⛧│ 7. Au complet
𝅘𝅥𝅮 Don Henley - Dirty Laundry
Marty
Mon cœur se serre, tandis que les ombres du passé qui s'apprêtent à m'aspirer me narguent. Je défie cette désagréable sensation qui s'intensifie et prend possession de mon être. Ça n'est plus là. Ça a disparu. On l'a vaincu. Elle et moi.
— Je peux savoir ce que vous espérez trouver ici et pourquoi vous avez tenu à ce que je vous accompagne ?
Je me mords la lèvre inférieure quand j'entends ma voix chanceler, aussi fragile qu'un souffle.

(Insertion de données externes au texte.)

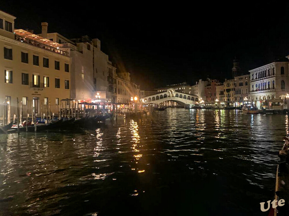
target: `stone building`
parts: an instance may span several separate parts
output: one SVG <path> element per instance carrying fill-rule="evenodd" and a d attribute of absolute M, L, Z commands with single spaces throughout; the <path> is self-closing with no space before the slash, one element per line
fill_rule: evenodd
<path fill-rule="evenodd" d="M 207 102 L 214 102 L 216 98 L 216 86 L 219 83 L 217 79 L 208 79 L 208 84 L 205 86 L 205 101 Z"/>
<path fill-rule="evenodd" d="M 224 101 L 224 84 L 219 83 L 216 86 L 216 99 L 220 102 Z"/>
<path fill-rule="evenodd" d="M 262 101 L 285 98 L 289 91 L 288 61 L 282 59 L 249 71 L 251 101 L 257 107 Z"/>
<path fill-rule="evenodd" d="M 243 104 L 244 101 L 250 101 L 250 75 L 236 76 L 235 79 L 236 83 L 235 106 L 239 107 Z"/>
<path fill-rule="evenodd" d="M 197 95 L 200 100 L 201 98 L 205 101 L 205 87 L 208 85 L 208 80 L 203 81 L 201 79 L 199 79 L 199 82 L 196 82 L 195 85 L 192 86 L 192 94 Z"/>
<path fill-rule="evenodd" d="M 39 116 L 42 105 L 44 113 L 48 107 L 57 115 L 61 100 L 70 96 L 69 54 L 32 31 L 14 29 L 16 18 L 0 11 L 0 69 L 5 75 L 0 98 L 9 101 L 12 117 L 17 115 L 17 98 L 24 116 L 33 110 Z"/>
<path fill-rule="evenodd" d="M 224 98 L 226 106 L 233 106 L 234 105 L 236 88 L 235 79 L 225 79 L 224 82 Z"/>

Et ça, Grincheux l'a constaté. Oh, bien sûr qu'elle l'a remarqué. Si bien qu'elle se tourne vers moi et avec un sourcil arqué, plonge son regard dans le mien. Je discerne la lueur malicieuse qui brille dans ses iris vairons. Ce scintillement qui m'est destiné.
— Qu'est-ce qu'il y a, McFly, on a peur de se retrouver ici ? rétorque-t-elle d'une voix moqueuse.
Je serre des dents. Elle se plaît à me provoquer, cette peste ! Je compte bien lui rendre ses attaques. Or, la vengeance est un plat qui se mange froid. Je dois dompter mon impatience, guetter l'instant propice pour surgir, au moment où elle s'y attendra le moins.
— Absolument pas ! Je ne comprends pas pourquoi vous avez besoin de moi ici.
Grincheux me répond d'un ricanement que j'interprète comme une nouvelle attaque.
— Vous allez arrêter vos chamailleries ? On dirait des enfants ! s'agace Steven en se tournant vers nous.
Je le dévisage en silence, surpris de le voir dans un état irrité. Ce n'est plus le type collant et joviale que j'ai connu l'année passée. Que s'est-il passé pour qu'il ait changé de la sorte ? Le grincement sinistre du parquet me fait tressaillir, me révélant ainsi la présence d'une autre personne. Mon regard, comme aimanté, se dirige vers les profondeurs de la bibliothèque, où je distingue un jeune homme aux longs cheveux flottant jusqu'à ses épaules.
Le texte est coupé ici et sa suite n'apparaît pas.